To evaluate the participants’ surgical proficiency and learning curves, we adapted the Objective Structured Assessment of Technical Skills (OSATS) [13] tool to better suit the specific demands of neurosurgical procedures, particularly aneurysm clipping and tumor resection. The resulting instrument, named the “Objective Structured Assessment of Neurosurgical Skills” (OSANS), is a standardized evaluation tool consisting of eight criteria. (Table 1) These encompass key dimensions of neurosurgical performance, including surgeon posture, precision in instrument and tissue handling, and the quality of target exposure.

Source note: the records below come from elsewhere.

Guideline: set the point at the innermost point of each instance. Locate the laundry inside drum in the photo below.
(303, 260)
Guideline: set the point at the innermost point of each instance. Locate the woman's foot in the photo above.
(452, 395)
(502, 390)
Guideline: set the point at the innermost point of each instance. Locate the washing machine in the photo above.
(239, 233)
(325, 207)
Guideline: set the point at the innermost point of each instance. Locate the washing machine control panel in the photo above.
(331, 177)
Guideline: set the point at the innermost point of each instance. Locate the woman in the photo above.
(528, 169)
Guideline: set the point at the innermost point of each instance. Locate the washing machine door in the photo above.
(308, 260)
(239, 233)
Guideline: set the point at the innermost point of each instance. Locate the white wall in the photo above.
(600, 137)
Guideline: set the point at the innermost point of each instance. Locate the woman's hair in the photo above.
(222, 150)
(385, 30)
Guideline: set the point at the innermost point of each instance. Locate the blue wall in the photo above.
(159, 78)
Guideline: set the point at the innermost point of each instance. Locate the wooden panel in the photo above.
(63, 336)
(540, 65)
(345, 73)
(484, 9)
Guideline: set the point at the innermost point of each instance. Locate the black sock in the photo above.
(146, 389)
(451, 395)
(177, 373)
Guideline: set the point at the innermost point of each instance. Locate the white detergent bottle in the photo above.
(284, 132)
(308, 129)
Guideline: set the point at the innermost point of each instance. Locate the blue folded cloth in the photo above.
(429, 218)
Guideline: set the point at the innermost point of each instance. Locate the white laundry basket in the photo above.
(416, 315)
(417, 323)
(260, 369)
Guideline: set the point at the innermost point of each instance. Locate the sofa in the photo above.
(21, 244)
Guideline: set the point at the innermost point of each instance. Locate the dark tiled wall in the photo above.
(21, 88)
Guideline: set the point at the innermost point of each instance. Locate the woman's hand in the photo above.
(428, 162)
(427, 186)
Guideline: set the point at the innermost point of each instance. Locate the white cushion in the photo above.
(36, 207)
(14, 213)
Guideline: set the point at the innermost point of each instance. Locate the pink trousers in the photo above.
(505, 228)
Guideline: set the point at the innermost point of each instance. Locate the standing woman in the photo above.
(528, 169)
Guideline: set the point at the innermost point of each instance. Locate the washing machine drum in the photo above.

Experienced neurosurgeons from our department employed this tool to assess each participant’s performance based on the following criteria:
- Live performance analysis: skills as assessed during the course.
- Video analysis: recordings from the surgical microscopes.
- Phantom simulator analysis: inspections of disassembled simulators post-course.
Table 1. The Objective Structured Assessment of Neurosurgical Skills (OSANS)
Results
The construction of the phantom simulators incorporated a four-stage process that ensured anatomical accuracy and functionality for simulating neurosurgical procedures.
Subjective evaluation
The perceived accuracy of the neurosurgical simulator was highly rated by the participants, with most expressing strong agreement across key aspects. The simulator’s realism, including anatomical landmarks, burr hole placement, and craniotomy, received unanimous positive feedback, highlighting its effectiveness in replicating surgical procedures. Features such as brain tissue appearance, tactile feedback, and dissection of the Sylvian fissure were also rated favorably, emphasizing the simulator’s suitability for hands-on training. While the simulator’s realism in advanced surgical steps was appreciated, opinions varied regarding task difficulty compared to real surgery. Some participants found the tasks more challenging, while others deemed them easier, reflecting a subjective perception of difficulty (Fig. 5). 92% of participants found the simulator intuitive and effective for procedural training, and over 95% agreed that the simulators improved their understanding of anatomical relationships and surgical techniques.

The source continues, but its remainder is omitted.